The other speakers at the side-event were Kirti Rinpoche and Mr Adam Koziel from Helsinki Foundation for Human Rights, Poland. Ms Sophie Richardson of Human Rights Watch moderator.
“The present situation in Tibet is the result of 60 years of Chinese rule,” said Kirti Rinpoche, the spiritual head of Kirti monastic community in Ngaba, Tibet. Since 2008, the situation in Tibet has been worsening due to more repression.
Kirti Rinpoche welcomed and acknowledged the presence of both Chinese diplomats and individuals representing Chinese NGOs.
He said that the Chinese people are our friends and neighbours for centuries. They are many Chinese who are Buddhists, including many practicing Tibetan Buddhism. However, we are against the Chinese government policies in Tibet that undermine Tibetan religion and culture, he said.
“Tibetan monasteries and Buddhist centres are not for tourist attraction,” he said. “There are restrictions and controls on number of monks. If there is no monks in the monasteries, what hope there is for the future of Tibetan monasteries and Buddhism.”

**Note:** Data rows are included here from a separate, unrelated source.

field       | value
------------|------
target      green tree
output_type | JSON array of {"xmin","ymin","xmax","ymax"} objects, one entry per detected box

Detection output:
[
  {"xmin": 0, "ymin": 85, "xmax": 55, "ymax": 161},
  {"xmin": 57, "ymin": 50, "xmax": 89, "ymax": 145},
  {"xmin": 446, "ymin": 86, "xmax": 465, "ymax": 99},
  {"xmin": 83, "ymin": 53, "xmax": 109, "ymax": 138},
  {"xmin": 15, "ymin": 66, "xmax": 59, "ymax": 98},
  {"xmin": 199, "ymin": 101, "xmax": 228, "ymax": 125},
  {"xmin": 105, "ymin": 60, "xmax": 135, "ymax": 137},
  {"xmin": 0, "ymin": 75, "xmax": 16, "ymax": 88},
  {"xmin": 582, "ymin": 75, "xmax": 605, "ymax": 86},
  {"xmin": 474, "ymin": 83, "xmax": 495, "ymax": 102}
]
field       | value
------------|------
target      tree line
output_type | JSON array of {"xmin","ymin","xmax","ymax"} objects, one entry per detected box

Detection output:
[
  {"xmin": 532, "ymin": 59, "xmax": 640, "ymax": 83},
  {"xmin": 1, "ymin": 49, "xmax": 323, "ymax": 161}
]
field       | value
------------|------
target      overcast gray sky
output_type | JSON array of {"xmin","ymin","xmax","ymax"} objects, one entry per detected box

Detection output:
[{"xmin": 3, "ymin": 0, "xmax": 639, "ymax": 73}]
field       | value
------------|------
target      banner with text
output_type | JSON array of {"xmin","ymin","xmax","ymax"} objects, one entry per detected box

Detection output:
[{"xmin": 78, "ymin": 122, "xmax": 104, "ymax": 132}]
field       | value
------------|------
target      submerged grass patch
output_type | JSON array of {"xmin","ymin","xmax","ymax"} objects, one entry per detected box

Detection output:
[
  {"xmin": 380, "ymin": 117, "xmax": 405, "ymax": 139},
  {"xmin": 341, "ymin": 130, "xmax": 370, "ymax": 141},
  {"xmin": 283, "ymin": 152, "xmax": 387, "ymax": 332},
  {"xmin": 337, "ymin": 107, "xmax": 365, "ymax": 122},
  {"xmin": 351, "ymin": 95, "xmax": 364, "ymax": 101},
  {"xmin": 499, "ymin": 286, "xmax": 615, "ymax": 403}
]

107 Tibetans have self-immolations in Tibet and the majority of them have been in Kirti Monastery and Ngaba region. Kirti Rinpoche said that his immediate concern was for the safety of the families, relatives and friends of the Tibetan who have self-immolated. In late 2012, Beijing vowed to charge Tibetans “inciting” self-immolation with murder.
On 31 January 2013, Lobsang Kunchok, 40, of Kirti monastery and Lobsang Tsering, 31, from Ngaba, were sentenced to death with a two-year reprieve and 10-year imprisonment respectively for allegedly inciting Tibetans to self-immolate by a Chinese court. On the same day, six more Tibetans from Labrang, Tibet, have been pronounced equally harsh sentences.
Ms Sophie Richardson, China Director of Human Rights Watch, said that China hasn’t presented any clear evidence of Tibetan inciting self-immolation.
Kirti Rinpoche said that China must be held accountable for its various pledges that it had made when joining different international bodies. China cannot get away by stating different standards of human rights or democracy, he added.
On completing his first leg of European lobby visit, Rinpoche this evening left for Brussels. He will then travel to France, the Nederland, Germany and United Kingdom.